And from longtime Canadiens chronicler Red Fisher:
Hockey came first for Molsons
"Teams don't wear the mantle of greatness unless they're also blessed with great owners."
Red Fisher, The Montreal Gazette, Friday, May 29, 2009
Hockey's most important story of the week for Canadiens fans had nothing to do with the start of tomorrow night's Red Wings-Penguins Stanley Cup final in Detroit.
It had nothing to do with the same two teams pursuing the game's biggest prize for a second consecutive season.
It had everything to do with the announcement this week that members of the Molson family are "considering" purchasing the team from George N. Gillett Jr.

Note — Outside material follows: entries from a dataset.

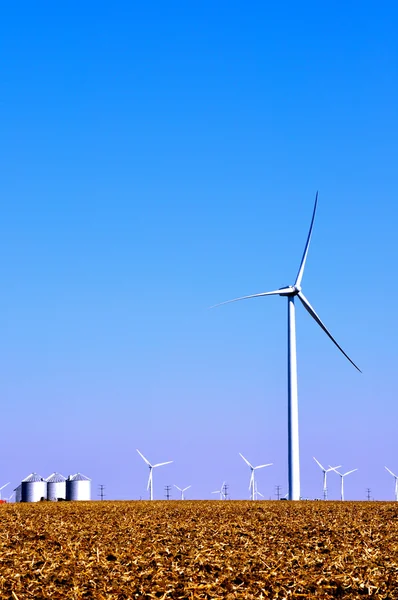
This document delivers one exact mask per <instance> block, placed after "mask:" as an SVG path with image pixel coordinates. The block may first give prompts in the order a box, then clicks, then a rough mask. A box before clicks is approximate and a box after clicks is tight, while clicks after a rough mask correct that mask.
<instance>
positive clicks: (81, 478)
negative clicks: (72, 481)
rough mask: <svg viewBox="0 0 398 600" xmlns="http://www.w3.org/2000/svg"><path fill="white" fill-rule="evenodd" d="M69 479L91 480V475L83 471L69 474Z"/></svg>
mask: <svg viewBox="0 0 398 600" xmlns="http://www.w3.org/2000/svg"><path fill="white" fill-rule="evenodd" d="M68 479H69V481H91V479H90V477H86V476H85V475H83V473H76V475H69V477H68Z"/></svg>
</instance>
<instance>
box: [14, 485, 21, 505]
mask: <svg viewBox="0 0 398 600" xmlns="http://www.w3.org/2000/svg"><path fill="white" fill-rule="evenodd" d="M14 492H15V502H21V500H22V483H20V484H19V486H18V487H16V488H15V490H14Z"/></svg>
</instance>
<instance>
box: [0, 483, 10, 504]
mask: <svg viewBox="0 0 398 600" xmlns="http://www.w3.org/2000/svg"><path fill="white" fill-rule="evenodd" d="M7 485H10V482H8V483H5V484H4V485H2V486H1V488H0V500H1V490H4V488H5V487H7Z"/></svg>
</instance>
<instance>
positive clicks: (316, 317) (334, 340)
mask: <svg viewBox="0 0 398 600" xmlns="http://www.w3.org/2000/svg"><path fill="white" fill-rule="evenodd" d="M297 295H298V297H299V298H300V300H301V303H302V305H303V306H304V308H305V309H306V311H307V312H309V313H310V315H311V317H312V318H313V319H314V320H315V321H316V322H317V323H318V325H319V326H320V327H321V329H323V331H324V332H325V333H326V335H327V336H329V338H330V339H331V340H332V342H333V343H334V344H335V345H336V346H337V348H338V349H339V350H340V352H341V353H342V354H344V356H345V357H346V358H347V359H348V360H349V361H350V363H351V364H352V365H353V366H354V367H355V368H356V369H357V370H358V371H359V372H360V373H362V371H361V369H360V368H359V367H357V365H356V364H355V363H354V361H353V360H351V358H350V357H349V356H348V354H346V353H345V352H344V350H343V348H342V347H341V346H339V344H338V343H337V342H336V340H335V339H334V337H333V336H332V334H331V333H329V331H328V330H327V328H326V326H325V325H324V324H323V323H322V321H321V319H320V318H319V317H318V315H317V314H316V312H315V310H314V309H313V308H312V306H311V304H310V303H309V302H308V300H307V298H306V297H305V296H304V294H303V293H302V292H299V293H298V294H297Z"/></svg>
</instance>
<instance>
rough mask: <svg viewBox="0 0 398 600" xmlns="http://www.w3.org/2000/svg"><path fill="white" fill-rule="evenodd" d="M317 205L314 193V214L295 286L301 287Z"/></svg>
mask: <svg viewBox="0 0 398 600" xmlns="http://www.w3.org/2000/svg"><path fill="white" fill-rule="evenodd" d="M317 205H318V192H317V193H316V196H315V205H314V212H313V213H312V219H311V225H310V231H309V233H308V237H307V242H306V244H305V248H304V253H303V258H302V259H301V263H300V268H299V272H298V273H297V277H296V283H295V284H294V285H297V286H300V285H301V280H302V278H303V275H304V269H305V263H306V261H307V255H308V249H309V247H310V242H311V236H312V228H313V227H314V220H315V213H316V207H317Z"/></svg>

Uh-huh. That Gillett, the one who the last time we met I asked about reports that his Canadiens were on the block. He insisted in the briefest interview of my 50-plus-year career that his decision to hire a firm to study his financial situation was linked only with "estate planning."
End of interview.
No problem there. Those two words were better than none, even though they wouldn't come within a rink-length of passing a polygraph test.

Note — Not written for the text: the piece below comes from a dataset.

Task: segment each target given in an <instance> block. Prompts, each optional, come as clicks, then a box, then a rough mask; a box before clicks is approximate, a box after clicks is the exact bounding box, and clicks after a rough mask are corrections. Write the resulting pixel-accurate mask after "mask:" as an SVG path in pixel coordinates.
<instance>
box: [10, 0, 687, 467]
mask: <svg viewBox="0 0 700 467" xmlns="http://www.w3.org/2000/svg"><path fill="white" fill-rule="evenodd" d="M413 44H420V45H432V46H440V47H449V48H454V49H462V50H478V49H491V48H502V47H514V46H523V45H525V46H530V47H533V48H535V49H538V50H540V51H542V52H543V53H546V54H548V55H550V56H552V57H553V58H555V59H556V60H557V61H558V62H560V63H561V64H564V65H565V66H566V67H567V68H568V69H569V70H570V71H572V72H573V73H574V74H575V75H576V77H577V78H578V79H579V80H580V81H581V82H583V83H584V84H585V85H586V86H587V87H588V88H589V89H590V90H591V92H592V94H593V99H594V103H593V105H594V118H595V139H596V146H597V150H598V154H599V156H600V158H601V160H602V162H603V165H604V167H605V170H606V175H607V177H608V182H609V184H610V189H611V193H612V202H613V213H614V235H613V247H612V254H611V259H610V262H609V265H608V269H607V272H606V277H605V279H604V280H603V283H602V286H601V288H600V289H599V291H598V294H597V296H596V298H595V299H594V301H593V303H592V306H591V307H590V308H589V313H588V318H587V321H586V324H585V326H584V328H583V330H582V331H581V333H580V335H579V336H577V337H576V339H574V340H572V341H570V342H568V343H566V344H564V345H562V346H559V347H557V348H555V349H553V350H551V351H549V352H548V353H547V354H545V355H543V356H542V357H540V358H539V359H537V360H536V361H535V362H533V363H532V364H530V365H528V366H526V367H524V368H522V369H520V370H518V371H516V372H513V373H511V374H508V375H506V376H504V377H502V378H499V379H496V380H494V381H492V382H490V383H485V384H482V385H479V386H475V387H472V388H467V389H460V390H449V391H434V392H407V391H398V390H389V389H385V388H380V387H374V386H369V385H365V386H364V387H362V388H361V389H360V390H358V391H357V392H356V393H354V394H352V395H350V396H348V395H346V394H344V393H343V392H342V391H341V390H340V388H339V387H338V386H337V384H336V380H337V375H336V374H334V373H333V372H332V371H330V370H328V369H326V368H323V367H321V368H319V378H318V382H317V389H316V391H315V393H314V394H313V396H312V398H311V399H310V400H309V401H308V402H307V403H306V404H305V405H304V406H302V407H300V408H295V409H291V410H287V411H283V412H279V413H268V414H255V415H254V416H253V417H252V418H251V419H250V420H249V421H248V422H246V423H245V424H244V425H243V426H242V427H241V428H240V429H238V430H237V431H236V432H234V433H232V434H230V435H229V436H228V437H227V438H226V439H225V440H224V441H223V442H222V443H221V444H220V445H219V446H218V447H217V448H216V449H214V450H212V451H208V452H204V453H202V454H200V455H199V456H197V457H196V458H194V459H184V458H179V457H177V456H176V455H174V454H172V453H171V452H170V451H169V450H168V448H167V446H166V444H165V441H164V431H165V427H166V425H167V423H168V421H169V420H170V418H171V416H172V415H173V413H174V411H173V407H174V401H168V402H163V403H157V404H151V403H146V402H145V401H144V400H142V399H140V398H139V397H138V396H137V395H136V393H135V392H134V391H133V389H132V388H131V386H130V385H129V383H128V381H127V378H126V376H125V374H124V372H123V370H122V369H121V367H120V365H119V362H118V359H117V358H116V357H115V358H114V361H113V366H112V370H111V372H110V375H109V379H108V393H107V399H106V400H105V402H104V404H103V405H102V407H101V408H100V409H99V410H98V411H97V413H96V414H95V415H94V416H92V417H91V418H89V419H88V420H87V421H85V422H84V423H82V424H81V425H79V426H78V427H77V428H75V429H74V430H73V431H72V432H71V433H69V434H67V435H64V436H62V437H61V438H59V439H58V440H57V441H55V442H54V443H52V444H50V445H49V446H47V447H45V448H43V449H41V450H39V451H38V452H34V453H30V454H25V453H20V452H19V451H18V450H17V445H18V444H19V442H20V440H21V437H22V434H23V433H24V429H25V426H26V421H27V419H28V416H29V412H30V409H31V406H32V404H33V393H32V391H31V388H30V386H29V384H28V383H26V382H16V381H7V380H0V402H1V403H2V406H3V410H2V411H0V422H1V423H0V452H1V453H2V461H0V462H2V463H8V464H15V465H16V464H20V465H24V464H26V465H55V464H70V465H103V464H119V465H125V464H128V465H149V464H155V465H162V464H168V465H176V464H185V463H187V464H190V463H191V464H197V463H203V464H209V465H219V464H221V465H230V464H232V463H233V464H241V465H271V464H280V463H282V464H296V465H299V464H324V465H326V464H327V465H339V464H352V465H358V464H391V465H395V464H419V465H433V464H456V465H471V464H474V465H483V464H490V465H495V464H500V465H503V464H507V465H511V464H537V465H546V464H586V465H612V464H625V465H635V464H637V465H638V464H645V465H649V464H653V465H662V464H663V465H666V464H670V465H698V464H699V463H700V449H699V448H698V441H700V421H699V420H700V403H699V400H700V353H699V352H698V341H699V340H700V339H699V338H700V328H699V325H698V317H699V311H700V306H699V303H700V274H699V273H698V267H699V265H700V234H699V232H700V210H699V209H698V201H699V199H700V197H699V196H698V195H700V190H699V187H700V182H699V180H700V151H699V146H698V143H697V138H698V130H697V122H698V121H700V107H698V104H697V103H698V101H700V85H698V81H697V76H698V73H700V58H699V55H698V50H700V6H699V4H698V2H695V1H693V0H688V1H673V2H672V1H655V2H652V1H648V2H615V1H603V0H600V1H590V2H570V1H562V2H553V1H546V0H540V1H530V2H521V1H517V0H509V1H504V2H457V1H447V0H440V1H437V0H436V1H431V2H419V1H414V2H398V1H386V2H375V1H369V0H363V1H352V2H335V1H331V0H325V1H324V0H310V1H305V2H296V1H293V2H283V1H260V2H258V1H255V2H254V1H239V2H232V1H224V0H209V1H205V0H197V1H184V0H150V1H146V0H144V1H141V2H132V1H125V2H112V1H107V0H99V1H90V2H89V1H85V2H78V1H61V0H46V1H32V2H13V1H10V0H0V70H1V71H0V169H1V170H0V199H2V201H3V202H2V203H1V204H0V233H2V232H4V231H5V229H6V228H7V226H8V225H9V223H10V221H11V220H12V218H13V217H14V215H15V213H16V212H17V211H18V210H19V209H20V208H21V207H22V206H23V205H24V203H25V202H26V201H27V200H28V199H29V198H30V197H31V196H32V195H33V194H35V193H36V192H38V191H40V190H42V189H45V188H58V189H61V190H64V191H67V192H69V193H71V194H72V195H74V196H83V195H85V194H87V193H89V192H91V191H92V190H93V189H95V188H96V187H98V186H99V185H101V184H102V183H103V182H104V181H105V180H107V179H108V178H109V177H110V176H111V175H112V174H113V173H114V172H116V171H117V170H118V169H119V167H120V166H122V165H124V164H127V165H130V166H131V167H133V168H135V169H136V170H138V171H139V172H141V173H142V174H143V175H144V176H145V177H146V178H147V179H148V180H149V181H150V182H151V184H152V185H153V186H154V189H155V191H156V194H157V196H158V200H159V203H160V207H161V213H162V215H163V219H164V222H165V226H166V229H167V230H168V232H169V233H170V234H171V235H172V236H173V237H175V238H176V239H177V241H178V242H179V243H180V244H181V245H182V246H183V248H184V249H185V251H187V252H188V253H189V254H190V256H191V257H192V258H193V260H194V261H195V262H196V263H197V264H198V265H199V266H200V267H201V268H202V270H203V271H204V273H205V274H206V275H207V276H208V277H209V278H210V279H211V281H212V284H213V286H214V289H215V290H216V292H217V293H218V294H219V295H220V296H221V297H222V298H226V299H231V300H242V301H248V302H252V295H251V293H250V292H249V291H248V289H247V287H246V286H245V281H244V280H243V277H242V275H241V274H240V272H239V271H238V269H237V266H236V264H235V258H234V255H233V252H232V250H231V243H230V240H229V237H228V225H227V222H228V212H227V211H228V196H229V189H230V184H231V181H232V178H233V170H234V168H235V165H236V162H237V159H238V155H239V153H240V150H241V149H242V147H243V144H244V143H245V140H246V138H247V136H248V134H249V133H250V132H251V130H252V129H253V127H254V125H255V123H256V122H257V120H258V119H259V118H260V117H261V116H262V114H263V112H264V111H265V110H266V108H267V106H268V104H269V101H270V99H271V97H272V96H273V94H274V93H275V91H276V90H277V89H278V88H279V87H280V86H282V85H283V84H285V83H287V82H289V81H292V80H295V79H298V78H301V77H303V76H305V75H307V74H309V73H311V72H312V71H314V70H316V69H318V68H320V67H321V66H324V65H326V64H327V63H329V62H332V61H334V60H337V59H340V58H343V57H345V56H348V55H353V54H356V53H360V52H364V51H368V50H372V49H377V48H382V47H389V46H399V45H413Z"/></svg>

As you know, Tuesday's late-afternoon announcement from Geoffrey Molson, son of Eric, said that he and his brothers, Andrew and Justin, are "considering the possibility of submitting a proposal to purchase Gillett's 81.1 per cent ownership" of the Canadiens and the Bell Centre.
In the 54 years I have covered this one-of-a-kind franchise, 17 head coaches, starting with Toe Blake, have come and gone. Others are Claude Ruel, Al MacNeil, Scotty Bowman, Bernie Geoffrion, Bob Berry, Jacques Lemaire, Jean Perron, Pat Burns, Jacques Demers, Jacques Laperrière (only one game, as I recall), Mario Tremblay, Alain Vig-neault, Michel Therrien, Claude Julien, Bob Gainey and Guy Carbonneau.
Fifteen captains: Butch Bouchard, Maurice Richard, Doug Harvey, Jean Béliveau, Henri Richard, Yvan Cournoyer, Serge Savard, Bob Gainey, Guy Carbonneau, Chris Chelios, Kirk Muller, Mike Keane, Pierre Turgeon, Vincent Damphousse and Saku Koivu.
There have been seven general managers: Frank J. Selke, Sam Pollock, Irving Grundman, Serge Savard, Réjean Houle, André Savard and Gainey.
The owners have been Senator Donat Raymond, Senator Hartland Molson, the brothers David, William and Peter Molson, Peter and Edward Bronfman, Molson Brewery and Gillett.
The one I have admired the most was Senator Molson, because during all the years he sat in the owner's box, he felt the team belonged to the fans. It was all about hockey rather than the almighty dollar. As much as Senator Molson loved the Canadiens, he felt deeply about the game wherever it was played. He never hesitated to leap into the fray whenever and wherever there was a hint of scandal.
If the Molson brothers do submit a proposal, they would be joining what appeared to have been a two-horse race in what was expected to be a bitter battle between communications giants BCE Inc. and Quebecor Inc. I don't know any of the Molson brothers, but what I do know is that Canadiens fans and the credibility of the game always came first with Senator Molson. The Canadiens were family.
How do you put a price on that?
Sixteen years have passed since the Canadiens have won a Stanley Cup, but the franchise still is regarded as the NHL's flagship for success. Twenty-four Stanley Cups. Forty-four players in the Hall of Fame. Ten builders. Selke and Pollock: the greatest general managers in NHL history. Blake and Bowman: the best coaches, in that order.
It goes beyond that, though: teams don't wear the mantle of greatness unless they're also blessed with great owners.
Most of them made their fortunes in the business world, but there was one constant among them: a love of the game. They were more than owners: they were hockey fans - none as devoted as Senator Molson, who along with his brother Thomas purchased Le Club de Hockey Canadien and the Canadian Arena Company in September 1957 from Senator Raymond - after the team had won the first two Cups of what was to be a record run of five in a row.
Senator Raymond, like Senator Molson, was a fan. Loved the game. Loved to win.
He didn't come around as often as Senator Molson, who rarely missed a game in Montreal, but he bled bleu, blanc, rouge. And when you do, if you're an owner, you step aside and let hockey people run the shop. No questions asked.
I don't know which group is likely to acquire the Canadiens. At the moment, nobody does.
What I do know ... what Canadiens fans must hope for ... is that the biggest winner is hockey.